Beberapa kondisi cenderung diasosiasikan dengan pergeseran bahasa dalam berbagai kajian. Barangkali kondisi yang paling mendasar kedwibahasaan masyarakat (societal bilingualism). Penting diingat, kedwibahasaan itu bukanlah satu-satunya kondisi bagi pergeseran, walaupun mungkin yang diperlukan. Hampir semua kasus pergeseran bahasa terjadi melalui alih generasi (intergenerasi), menyangkut lebih dari satu generasi. Dengan kata lain, jarang terjadi sejumlah besar individu dalam suatu masyarakat menanggalkan bahasa dan mengganti dengan bahasa lain dalam kurun hidupnya. Dalam berbagai kasus selalu ada satu generasi yang lebih dulu dwibahasawa, misalnya B1-nya bahasa X dan B2-nya bahasa Y. Generasi ini tidak mengalihkan bahasa X kepada generasi berikutnya (yaitu anak-anak mereka) melaikan bahasa Y. Generasi kedua ini mungkin saja masih memahami (secara pasif) bahasa X karena masih sering mendengar orang tua mereka berbicara dalam bahasa itu. Generasi kedua ini tentu lebih tidak  berminat lagi mengalihkan bahasa X kepada anak-anak mereka kelak, lebih-lebih karena mereka sendiri tidak menguasai bahasa itu.

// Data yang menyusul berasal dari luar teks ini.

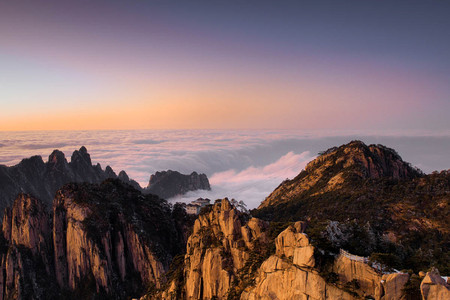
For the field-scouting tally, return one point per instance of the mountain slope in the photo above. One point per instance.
(42, 180)
(365, 199)
(105, 240)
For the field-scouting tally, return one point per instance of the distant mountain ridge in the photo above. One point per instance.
(168, 184)
(42, 179)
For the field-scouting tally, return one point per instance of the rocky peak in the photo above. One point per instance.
(109, 237)
(167, 184)
(221, 244)
(344, 166)
(57, 161)
(81, 157)
(123, 176)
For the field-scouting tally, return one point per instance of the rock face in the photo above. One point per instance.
(289, 274)
(167, 184)
(434, 287)
(217, 249)
(108, 238)
(42, 180)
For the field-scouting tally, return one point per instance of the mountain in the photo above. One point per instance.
(342, 229)
(367, 200)
(42, 180)
(168, 184)
(99, 240)
(231, 255)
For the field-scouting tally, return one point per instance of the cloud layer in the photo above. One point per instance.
(245, 165)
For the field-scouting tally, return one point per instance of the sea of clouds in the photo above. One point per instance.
(244, 165)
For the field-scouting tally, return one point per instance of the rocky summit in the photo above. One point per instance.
(167, 184)
(42, 180)
(357, 223)
(107, 240)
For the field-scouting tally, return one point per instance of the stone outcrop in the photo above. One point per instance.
(168, 184)
(217, 249)
(107, 237)
(434, 287)
(42, 180)
(289, 274)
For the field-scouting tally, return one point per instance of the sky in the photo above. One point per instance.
(380, 66)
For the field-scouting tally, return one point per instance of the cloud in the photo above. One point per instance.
(253, 184)
(245, 165)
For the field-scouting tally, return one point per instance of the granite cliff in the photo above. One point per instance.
(42, 179)
(340, 230)
(98, 241)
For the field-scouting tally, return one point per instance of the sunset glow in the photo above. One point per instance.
(151, 65)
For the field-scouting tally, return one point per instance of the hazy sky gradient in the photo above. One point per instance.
(368, 65)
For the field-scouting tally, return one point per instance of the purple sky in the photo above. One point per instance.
(308, 65)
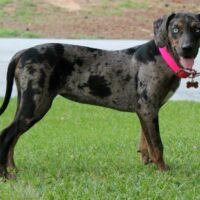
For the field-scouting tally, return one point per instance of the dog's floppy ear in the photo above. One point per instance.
(160, 27)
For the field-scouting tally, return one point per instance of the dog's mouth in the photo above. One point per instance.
(187, 63)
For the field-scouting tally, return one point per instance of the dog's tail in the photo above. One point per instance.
(10, 80)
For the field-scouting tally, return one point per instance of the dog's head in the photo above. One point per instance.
(180, 33)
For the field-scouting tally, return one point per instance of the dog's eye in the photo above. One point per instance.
(197, 30)
(175, 30)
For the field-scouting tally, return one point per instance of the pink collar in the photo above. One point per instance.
(172, 64)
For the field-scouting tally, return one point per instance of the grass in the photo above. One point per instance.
(4, 32)
(86, 152)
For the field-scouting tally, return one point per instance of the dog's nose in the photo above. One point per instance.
(187, 47)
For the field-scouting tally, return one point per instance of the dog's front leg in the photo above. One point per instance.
(148, 116)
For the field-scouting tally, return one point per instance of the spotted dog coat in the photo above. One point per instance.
(132, 80)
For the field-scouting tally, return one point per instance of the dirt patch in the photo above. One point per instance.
(66, 4)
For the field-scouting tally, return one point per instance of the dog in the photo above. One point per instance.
(136, 79)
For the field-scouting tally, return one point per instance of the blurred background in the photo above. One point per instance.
(86, 19)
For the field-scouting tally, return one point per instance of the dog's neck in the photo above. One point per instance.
(172, 64)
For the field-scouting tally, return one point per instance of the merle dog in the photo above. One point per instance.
(132, 80)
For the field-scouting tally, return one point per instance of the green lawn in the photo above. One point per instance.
(85, 152)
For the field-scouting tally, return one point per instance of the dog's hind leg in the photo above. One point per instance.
(10, 162)
(143, 148)
(33, 106)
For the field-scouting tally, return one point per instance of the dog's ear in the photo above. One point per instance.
(160, 27)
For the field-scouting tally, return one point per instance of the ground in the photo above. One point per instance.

Salah satu faktor itu adalah migrasi atau perpindahan penduduk, yang bisa berwujud dua kemungkinan. Pertama, kelompok-kelompok kecil bermigrasi ke daerah atau Negara lain yang tentu saja menyebabkan bahasa mereka tidak berfungsi lagi. Kedua, gelombang besar penutur bahasa bermigrasi membanjiri sebuah wilayah kecil dengan sedikit penduduk, menyebabkan penduduk setempat terpecah dan bahasanya tergeser.
Perkembangan ekonomi juga merupakan faktor pendorong pergeseran. Salah satu faktor ekonomi itu adalah industrialisasi (yang kadang-kandang bergabung dengan factor migrasi). Kemajuan ekonomi kadang-kadang mengangkat posisi sebuah bahasa menjadi bahasa yang mempunyai nilai ekonomi tinggi. Bahasa Inggris misalanya, menjadi minat banyak orang untuk menguasai dan kalau perlu meninggalkan bahasa pertama.
Sekolah sering juga dituding sebagai factor penyebab bergesernya bahasa ibu murid, karena sekolah biasa mengajarkan bahasa asing kepada anak-anak, demikia ini kemudian menjadi kedwibahasaan.[34]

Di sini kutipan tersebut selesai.